In fact, the International Monetary Fund’s new managing director admitted in a speech last week that “in 2019 we expect slower growth in nearly 90 per cent of the world”. What is particularly striking is that even a country like Germany, which appeared to have escaped the crisis until now, is facing the prospects of a recession now.

Bourgeois commentators adduce specific factors, like the trade conflict between the US and China, to explain the current slowdown. These according to them have dented the “animal spirits” of the capitalists, adversely affecting their desire to invest in productive assets and, hence, precipitating the slowdown. The Economic Times report, for example, talks of the current situation being characterised by “falling economic confidence”.

But such explanations, which see the crisis essentially as episodic, rather than structural, and hence protracted, miss two vital points: first, ever since 2008, the growth rate of the world economy has slowed down quite substantially; in fact what has been happening in the world’s largest economy, the US, has been aptly described by the analogy of a ball bouncing along the floor.

Second, trade tensions between the US and China are themselves a reflection of this protracted crisis of world capitalism. Donald Trump’s aggressive protectionism is a means of enlarging the level of activity in the US, through an actual reduction in imports into the US as well as through pressuring other countries into providing greater market access to US goods.

The root of the current crisis lies not in the obstreperousness of a Trump that precipitated the trade war with China and thereby led to “falling economic confidence”. It lies in the nature of neoliberal capitalism itself, which has unleashed powerful income-inequalising tendencies.
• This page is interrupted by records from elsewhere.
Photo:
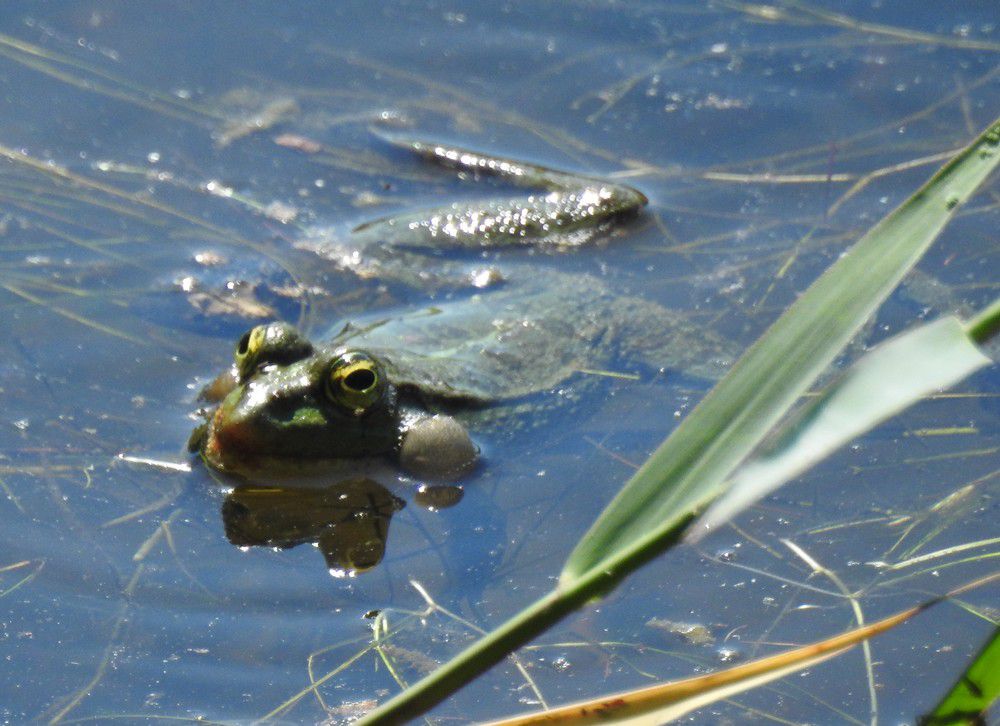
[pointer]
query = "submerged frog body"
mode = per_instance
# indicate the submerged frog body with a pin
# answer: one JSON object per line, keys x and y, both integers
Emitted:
{"x": 383, "y": 380}
{"x": 406, "y": 387}
{"x": 568, "y": 211}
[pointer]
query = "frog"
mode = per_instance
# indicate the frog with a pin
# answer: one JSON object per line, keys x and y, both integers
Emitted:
{"x": 407, "y": 387}
{"x": 565, "y": 211}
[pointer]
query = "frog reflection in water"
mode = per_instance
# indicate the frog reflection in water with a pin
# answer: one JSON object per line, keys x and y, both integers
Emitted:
{"x": 406, "y": 387}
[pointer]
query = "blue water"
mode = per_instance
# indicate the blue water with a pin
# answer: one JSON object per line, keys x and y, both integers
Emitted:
{"x": 120, "y": 593}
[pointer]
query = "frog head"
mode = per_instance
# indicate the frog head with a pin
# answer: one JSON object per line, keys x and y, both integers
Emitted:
{"x": 293, "y": 404}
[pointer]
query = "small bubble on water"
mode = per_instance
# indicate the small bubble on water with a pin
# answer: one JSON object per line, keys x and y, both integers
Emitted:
{"x": 562, "y": 664}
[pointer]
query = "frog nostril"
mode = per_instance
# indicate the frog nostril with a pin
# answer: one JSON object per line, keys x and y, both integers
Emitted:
{"x": 360, "y": 380}
{"x": 244, "y": 344}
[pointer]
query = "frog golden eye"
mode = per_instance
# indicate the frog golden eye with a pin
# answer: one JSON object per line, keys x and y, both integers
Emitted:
{"x": 271, "y": 344}
{"x": 356, "y": 382}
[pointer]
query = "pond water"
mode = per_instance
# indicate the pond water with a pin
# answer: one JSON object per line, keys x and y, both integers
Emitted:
{"x": 168, "y": 168}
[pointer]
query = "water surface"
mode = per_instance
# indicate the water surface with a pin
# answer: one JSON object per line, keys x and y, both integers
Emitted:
{"x": 154, "y": 205}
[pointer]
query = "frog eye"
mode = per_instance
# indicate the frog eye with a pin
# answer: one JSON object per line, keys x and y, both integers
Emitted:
{"x": 271, "y": 344}
{"x": 356, "y": 381}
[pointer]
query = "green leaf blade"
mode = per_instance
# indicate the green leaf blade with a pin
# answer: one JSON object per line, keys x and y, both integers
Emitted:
{"x": 891, "y": 377}
{"x": 974, "y": 692}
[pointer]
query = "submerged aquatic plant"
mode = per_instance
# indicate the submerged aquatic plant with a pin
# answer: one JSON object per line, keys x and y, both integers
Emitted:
{"x": 692, "y": 467}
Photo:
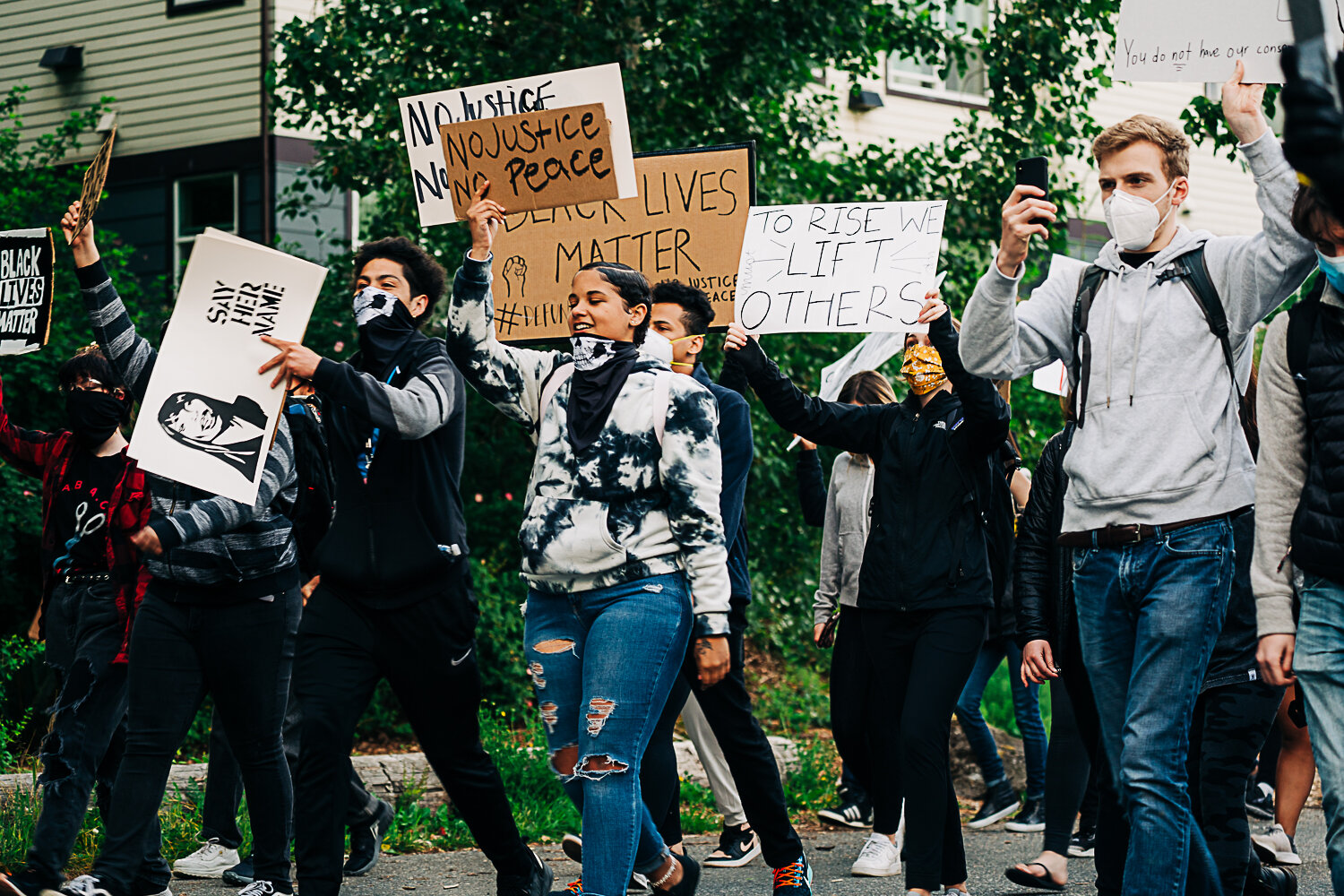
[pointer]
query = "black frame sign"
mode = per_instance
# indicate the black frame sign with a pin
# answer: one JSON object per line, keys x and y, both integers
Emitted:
{"x": 27, "y": 287}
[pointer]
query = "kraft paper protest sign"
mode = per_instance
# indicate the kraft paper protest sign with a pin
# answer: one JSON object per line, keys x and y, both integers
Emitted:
{"x": 422, "y": 117}
{"x": 209, "y": 417}
{"x": 1202, "y": 39}
{"x": 857, "y": 268}
{"x": 685, "y": 223}
{"x": 27, "y": 285}
{"x": 537, "y": 160}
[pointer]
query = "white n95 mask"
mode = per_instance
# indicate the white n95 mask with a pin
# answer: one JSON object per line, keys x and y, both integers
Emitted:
{"x": 1133, "y": 220}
These tendencies have a contractionary effect on the level of aggregate demand, both in the world economy as well as within particular countries.

This contractionary effect had been kept in check in the period before 2008 because of a series of powerful asset-price bubbles within the US. With their collapse, however, the basic tendency towards an over-production crisis within neoliberal capitalism, has revealed itself.

Since any such crisis affects high-cost producers first, countries like the US and in the Eurozone, were its first victims, with countries in East and South Asia, to which outsourcing of activities had occurred from the advanced capitalist world because of the latter’s low wages, appearing initially to withstand it. 

But the very continuance of the crisis, and Trump’s “beggar-thy-neighbour” policy, have finally caught up with the Asian countries as well, because of which we are now in the process of moving towards a truly world-wide recession. This would start a whole new era of intense class struggles and powerful social transformations.